Nova norma estabelece diretrizes para ensino de arte nas escolas brasileiras
Nova norma estabelece diretrizes para ensino de arte nas escolas brasileiras
Artes visuais, dança, música e teatro deverão integrar o ensino ao longo da educação básica; diretrizes complementam a BNCC
As escolas brasileiras passam a contar com novas diretrizes para o ensino de arte na educação básica. A norma publicada no Diário Oficial da União estabelece a arte como um campo de conhecimento e determina orientações que abrangem desde a educação infantil até o ensino médio.
O documento foi elaborado e aprovado pela Câmara de Educação Básica do Conselho Nacional de Educação (CNE) em março de 2026 e complementa a Base Nacional Comum Curricular (BNCC).
Pelas novas diretrizes, o ensino de arte deve ser organizado em quatro componentes curriculares: artes visuais, dança, música e teatro.
A proposta é fazer com que a arte deixe de ser tratada apenas como atividade complementar ou relacionada a festas e datas comemorativas e tenha espaço efetivo no processo de aprendizagem.
Arte como parte da formação dos alunos
De acordo com o Parecer CNE/CEB nº 2, a arte é considerada essencial para a formação humana, contribuindo para estimular a criatividade, o pensamento crítico, a expressão e o diálogo com outras áreas do conhecimento.
O presidente do CNE, César Callegari, destacou que a mudança busca ampliar a importância da área dentro das escolas.
“Não podemos mais falar de arte com improviso ou apenas para ilustrar festas e comemorações. A arte é fundamental para tudo, para o ensino da língua portuguesa, para física, para matemática. Essa articulação é que dá sentido maior àquilo que nós chamamos a formação integral do indivíduo.”
O que muda nas escolas
As instituições de ensino deverão trabalhar não apenas técnicas artísticas, mas também conteúdos, processos de criação, referências culturais, experimentação, apreciação e reflexão crítica.
As diretrizes estabelecem ainda que as redes de ensino definam uma carga horária equilibrada e coerente para os diferentes componentes de arte, com a implementação de dois deles por ano, evitando sobreposições e garantindo continuidade ao aprendizado.

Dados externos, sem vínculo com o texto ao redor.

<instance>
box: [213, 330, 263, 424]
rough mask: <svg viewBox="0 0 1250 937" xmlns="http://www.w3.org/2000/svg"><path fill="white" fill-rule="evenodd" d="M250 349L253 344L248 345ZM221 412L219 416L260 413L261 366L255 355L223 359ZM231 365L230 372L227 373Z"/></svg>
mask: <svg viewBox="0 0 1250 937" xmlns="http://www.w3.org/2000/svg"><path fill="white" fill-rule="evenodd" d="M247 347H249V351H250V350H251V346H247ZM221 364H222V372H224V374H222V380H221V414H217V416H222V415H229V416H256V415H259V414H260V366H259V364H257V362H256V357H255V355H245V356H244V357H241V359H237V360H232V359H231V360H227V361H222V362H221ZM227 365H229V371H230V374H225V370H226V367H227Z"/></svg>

O ensino deverá considerar a contextualização histórica, social e cultural das obras e manifestações artísticas. A intenção é ampliar o repertório dos estudantes e contribuir para o desenvolvimento cognitivo, afetivo, social, cultural e estético.
Escolas terão que avaliar estrutura
As redes e escolas também deverão analisar se possuem condições físicas e pedagógicas adequadas para oferecer os diferentes componentes.
Entre as medidas previstas estão a elaboração de planos para melhorar espaços, materiais e recursos destinados às atividades artísticas, além da aproximação das escolas com teatros, museus, centros culturais e outros equipamentos existentes nas cidades.
As diretrizes também incentivam parcerias com artistas, instituições e a própria comunidade para ampliar as experiências oferecidas aos estudantes.
Outro ponto destacado é o respeito às diferenças individuais. A norma reconhece que cada criança, jovem ou adulto possui formas próprias de aprender e se expressar, e essas particularidades deverão ser consideradas no processo educativo.
Estados e municípios terão responsabilidades
A implementação caberá aos sistemas estaduais, municipais e do Distrito Federal, em colaboração com a União.
A adequação deverá ocorrer dentro do período estabelecido pelo Plano Nacional de Educação (PNE 2026-2036), que define as metas e estratégias da política educacional brasileira para a próxima década.
Com as novas diretrizes, o objetivo é consolidar a arte como parte efetiva do currículo e fortalecer seu papel na formação integral dos estudantes brasileiros.